Max hadn't made a fortune as a private detective, but he'd done OK—enough to get by and have a little extra to play with. His wife, who was a qualified accountant, had managed the business side of things. She'd put a fair bit of rainy-day money away in their three savings accounts, and they had points in The L Bar, a successful yuppie joint in downtown Miami, run by Frank Nunez, a retired cop friend of Max's. They'd owned their house and two cars outright, taken three vacations every year, and eaten at fancy restaurants once a month.

He'd had few personal expenses. His clothes—suits for work and special occasions, khakis and T-shirts at all other times—were always well cut but rarely expensive. He'd learned his lesson after his second case, when he'd got arterial spray on his five-hundred-dollar suit and had to surrender it to forensics, who later handed it to the DA, who recycled it in court as Exhibit D. He sent his wife flowers every week, bought her lavish presents on her birthday and at Christmas and on their anniversary; he was also generous to his closest friends. He had no addictions. He'd quit cigarettes and reefer when he'd left the force; booze had taken a little longer but that had gone out of his life too. Music was his only real indulgence—jazz, swing, doo-wop, rock 'n' roll, soul, funk, and disco; he had five thousand CDs, vinyl albums, and singles he knew every note and lyric to. The most he'd ever spent was when he'd dropped four hundred bucks at an auction on an autographed original double ten-inch vinyl copy of Frank Sinatra's "In the Wee Small Hours of the Morning." He'd framed it and hung it in his study, opposite his desk. When his wife asked, he lied and told her he'd picked it up cheap at a house-repo sale in Orlando.

All in all, it had been a comfortable life, the sort that made you happy and fat and gradually more and more conservative.

And then he'd gone and killed three people in the Bronx, and the wheels had come off and everything had skidded to a loud, ungainly stop.

Postprison, Max still had the house and his car in Miami, plus $9,000 in a savings account. He could live on that for another four or five months tops, then he'd have to sell the house and find a job. That would be hard. Who would employ him? Ex-cop, ex-PI, ex-con—three crosses, no ticks. He was forty-six: too old to learn anything new and too young to give in. What the fuck would he do? Bar work? Kitchen work? Pack shopping bags? Construction? Mall security?

True, he had some friends and people who owed him, but he'd never called in a favor in his life, and he wasn't about to start now that he was on his knees. It would be tantamount to begging, and that went up against his every rule. He'd helped people out because he could at the time, not for what they could do for him later, not for points in the karma bank. His wife had called him naïve, marshmallow-soft under the concrete-and-razor-wire carapace he showed the world. Maybe she'd been right. Maybe he should have put self-interest before others.
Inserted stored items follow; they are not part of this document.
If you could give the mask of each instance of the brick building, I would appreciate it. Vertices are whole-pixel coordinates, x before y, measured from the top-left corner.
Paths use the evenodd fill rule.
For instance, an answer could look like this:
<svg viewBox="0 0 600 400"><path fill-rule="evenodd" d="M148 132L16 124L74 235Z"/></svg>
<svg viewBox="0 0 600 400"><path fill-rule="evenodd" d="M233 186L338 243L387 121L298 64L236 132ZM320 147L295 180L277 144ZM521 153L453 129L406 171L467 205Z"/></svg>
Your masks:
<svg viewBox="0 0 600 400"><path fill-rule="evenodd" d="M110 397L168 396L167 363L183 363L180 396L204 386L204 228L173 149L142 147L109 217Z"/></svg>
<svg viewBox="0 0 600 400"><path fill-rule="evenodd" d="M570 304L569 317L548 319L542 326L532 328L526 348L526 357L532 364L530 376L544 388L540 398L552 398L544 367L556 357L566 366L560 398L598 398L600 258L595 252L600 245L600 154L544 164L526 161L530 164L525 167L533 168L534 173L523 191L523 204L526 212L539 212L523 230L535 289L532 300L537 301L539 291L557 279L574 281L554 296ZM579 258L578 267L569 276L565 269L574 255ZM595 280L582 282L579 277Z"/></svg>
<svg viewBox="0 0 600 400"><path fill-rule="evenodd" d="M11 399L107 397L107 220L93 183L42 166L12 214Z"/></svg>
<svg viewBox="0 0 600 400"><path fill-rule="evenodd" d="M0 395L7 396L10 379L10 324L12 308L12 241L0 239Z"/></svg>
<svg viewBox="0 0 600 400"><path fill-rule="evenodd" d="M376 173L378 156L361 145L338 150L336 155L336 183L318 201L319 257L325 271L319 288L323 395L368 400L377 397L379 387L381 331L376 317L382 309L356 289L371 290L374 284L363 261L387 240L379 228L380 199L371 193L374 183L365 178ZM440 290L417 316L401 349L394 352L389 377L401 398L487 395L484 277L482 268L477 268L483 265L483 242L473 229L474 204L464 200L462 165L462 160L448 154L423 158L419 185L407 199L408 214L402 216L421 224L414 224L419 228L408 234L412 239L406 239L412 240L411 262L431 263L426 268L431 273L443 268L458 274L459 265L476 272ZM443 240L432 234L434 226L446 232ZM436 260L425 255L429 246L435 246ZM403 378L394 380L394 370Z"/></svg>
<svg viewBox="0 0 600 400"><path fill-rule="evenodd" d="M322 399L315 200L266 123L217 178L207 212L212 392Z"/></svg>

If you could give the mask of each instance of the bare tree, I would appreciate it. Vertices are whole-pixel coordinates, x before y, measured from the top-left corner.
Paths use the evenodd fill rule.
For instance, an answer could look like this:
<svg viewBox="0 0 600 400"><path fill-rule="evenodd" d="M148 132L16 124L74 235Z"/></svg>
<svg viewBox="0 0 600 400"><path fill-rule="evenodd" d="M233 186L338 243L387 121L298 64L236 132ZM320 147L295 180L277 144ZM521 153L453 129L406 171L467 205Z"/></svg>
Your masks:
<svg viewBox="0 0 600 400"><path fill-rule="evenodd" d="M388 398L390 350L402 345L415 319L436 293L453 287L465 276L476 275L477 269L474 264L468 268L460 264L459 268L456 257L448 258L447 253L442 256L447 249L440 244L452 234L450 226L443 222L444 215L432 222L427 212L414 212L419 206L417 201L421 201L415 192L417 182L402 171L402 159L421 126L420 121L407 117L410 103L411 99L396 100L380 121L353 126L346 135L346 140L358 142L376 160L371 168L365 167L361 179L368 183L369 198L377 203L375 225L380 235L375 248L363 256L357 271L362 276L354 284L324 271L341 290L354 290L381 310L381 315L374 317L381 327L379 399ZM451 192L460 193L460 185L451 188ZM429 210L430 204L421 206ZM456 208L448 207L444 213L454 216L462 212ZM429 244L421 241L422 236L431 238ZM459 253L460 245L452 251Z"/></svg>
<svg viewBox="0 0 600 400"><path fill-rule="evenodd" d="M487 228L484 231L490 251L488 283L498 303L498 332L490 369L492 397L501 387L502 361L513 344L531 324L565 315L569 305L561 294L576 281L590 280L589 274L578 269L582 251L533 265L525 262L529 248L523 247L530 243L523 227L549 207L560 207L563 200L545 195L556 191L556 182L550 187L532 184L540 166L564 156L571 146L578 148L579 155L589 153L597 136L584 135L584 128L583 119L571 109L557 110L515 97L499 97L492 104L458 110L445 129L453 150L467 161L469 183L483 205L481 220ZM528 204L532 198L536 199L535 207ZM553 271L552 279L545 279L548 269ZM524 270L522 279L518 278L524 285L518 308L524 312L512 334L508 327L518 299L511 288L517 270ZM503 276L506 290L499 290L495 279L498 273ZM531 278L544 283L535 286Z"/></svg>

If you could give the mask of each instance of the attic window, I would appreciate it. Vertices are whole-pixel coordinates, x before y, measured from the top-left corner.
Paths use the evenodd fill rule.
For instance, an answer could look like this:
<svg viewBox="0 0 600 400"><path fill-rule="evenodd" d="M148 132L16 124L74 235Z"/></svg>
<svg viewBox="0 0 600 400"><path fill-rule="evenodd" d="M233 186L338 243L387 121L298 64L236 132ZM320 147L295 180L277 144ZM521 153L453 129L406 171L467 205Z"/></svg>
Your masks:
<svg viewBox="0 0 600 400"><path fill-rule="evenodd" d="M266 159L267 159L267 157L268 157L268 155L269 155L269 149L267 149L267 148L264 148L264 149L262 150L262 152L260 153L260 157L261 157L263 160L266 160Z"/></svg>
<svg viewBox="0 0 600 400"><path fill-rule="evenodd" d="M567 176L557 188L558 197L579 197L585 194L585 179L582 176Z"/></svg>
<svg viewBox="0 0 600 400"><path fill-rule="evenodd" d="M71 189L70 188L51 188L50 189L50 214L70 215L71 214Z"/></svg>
Would his life have been any different now? Probably, yes.

He saw his future, clearly, a year or two from now. He'd be living in one of those one-room apartments with stained wallpaper, tribes of warring roaches, and a set of dos and don'ts on the door, handwritten in semiliterate Spanish. He'd hear his neighbors arguing, fucking, talking, fighting; upstairs, downstairs, left and right. His life would be one chipped plate, a knife, a fork, and a spoon. He'd play the lotto and watch the results go against him on a portable TV with a shaky picture. Slow death, gradual extinction, one cell at a time.

Take Carver's job or take his chances in the postcon world. He had no other choice.

Max had first spoken to Allain Carver over the phone in prison. They didn't get off to a good start. Max had told him to fuck off as soon as he'd introduced himself.

Carver had been pestering him pretty much every day of the last eight months of his sentence.